# Data Description

## Understanding the variables

The data can be decomposed into two parts: the income measure and the summary statistic. All variables have the following naming convention:

`INCOME MEASURE _ SUMMARY STATISTIC`

For example, `inc1_gini`

is the gini coeffcient of primary income (`inc1`

).

We also add the prefix `hhaa`

if the summary statistic is restricted to working age households.

### Summary statistics

Variable name | Concept | Stata code |
---|---|---|

mean | Mean | `sum VARIABLE [w=hwgt*nhhmem]` |

gini | Gini coefficient | `sgini VARIABLE [aw=hwgt*nhhmem]` |

conc | Concentration index | `sgini VARIABLE [aw=hwgt*nhhmem], sortvar(SORTVARIABLE)` |

kakwani | Kakwani index | `VARIABLE_conc_SORTVARIABLE - SORTVARIABLE_gini` |

All statistics are calculated at the individual level.

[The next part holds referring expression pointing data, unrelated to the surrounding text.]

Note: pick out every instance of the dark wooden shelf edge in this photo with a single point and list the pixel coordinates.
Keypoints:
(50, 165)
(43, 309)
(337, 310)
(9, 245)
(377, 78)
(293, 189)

We first calculate the measures at the household level (using the square root equivalence scale) but then we weight the summary statistics by the number of household members to provide an individual level summary statistic. This approach assumes the household resources are shared equally among the household members.

### Income measures

Variable name | Concept | Definition |
---|---|---|

inc1 | Primary income | Income from labor and capital |

inc2 | Market income | Primary income + pensions |

inc3 | Gross income | Market income + cash social transfers (other than pensions) |

inc4 | Disposable income | Gross income - income taxation and social security contribution (employer and employee) |

dhi | Disposable income | The survey measure available in the LIS database. |

### Tax, transfer and pension measures

In addition to income, we also calculate summary statistics of the following concepts:

Variable name | Concept | LIS variables |
---|---|---|

tax | Income tax, employee and employer social security contributions | `hxit + hsscer` |

transfer | All monetary social transfers from government but excluding pensions | `hits - pubpension` |

allpension | Pensions | `pension - hitsap` |

pubpension | Public pensions | `hitsil + hitsup` |

pripension | Private pensions | `hicvip` |

hxits | Employee social security contributions (LIS and imputed) | `hxits=hsscee if hxits==.` |

hsscee | Employee social security contributions (imputed) | |

hsscer | Employer social security contributions (imputed) | |

hssc | Social security contributions (imputed) |

## Working-age subsample

We calculate our summary statistics on the full sample of respondents for each national survey and we categorize pensions as part of income. Researchers may prefer to exclude pensioners and focus only on working-age households. We have also calculated our summary statistics for the subsample of working-age households.

We define working-age households as those whose household head is between 25 and 60 years of age at the survey date

## Details on the summary statistics

### Weighted mean

We estimate the population mean of a variable by weighting the sample mean with weights provided in each household survey. The weights are calculated to match the sample with the population.

### Gini coefficient

The Gini coefficient is a standardized measure of inequality which ranges from 0 to 1. Perfect equality has Gini coefficient of 0 and the most extreme level of inequality (where one person has everything and everyone else has nothing) has a Gini coefficient of 1. You can read more details on the Gini coefficient here.

### Concentration index

The concentration index summarizes the distribution of a variable over households, ranked by household income. The index ranges from -1 to 1. For example, if were studying the distribution of taxes, the concentration index is equal to one if the household with the largest income paid all the taxes. The concentration index is -1 if the household with the smallest income paid all the taxes.

### Kakwani index

The Kakwani index is the difference between the concentration index and the Gini index. The Kakwani index corrects the concentration index for the initial level of inequality. Intuitively, the Kakwani index measures the distance from proportionality. If the Kakwani index is equal to zero then the variable is distributed proportionally to income.

The index ranges from −1−Gini to 1−Gini. For transfers, the lower the Kakwani index, the higher is the rate at which transfers fall as income rises. The transfer system redistributes from rich to poor when the index is negative. For taxes, the higher the Kakwani index, the higher is the rate at which tax rises as income rises. The tax system redistributes from rich to poor when this index is positive.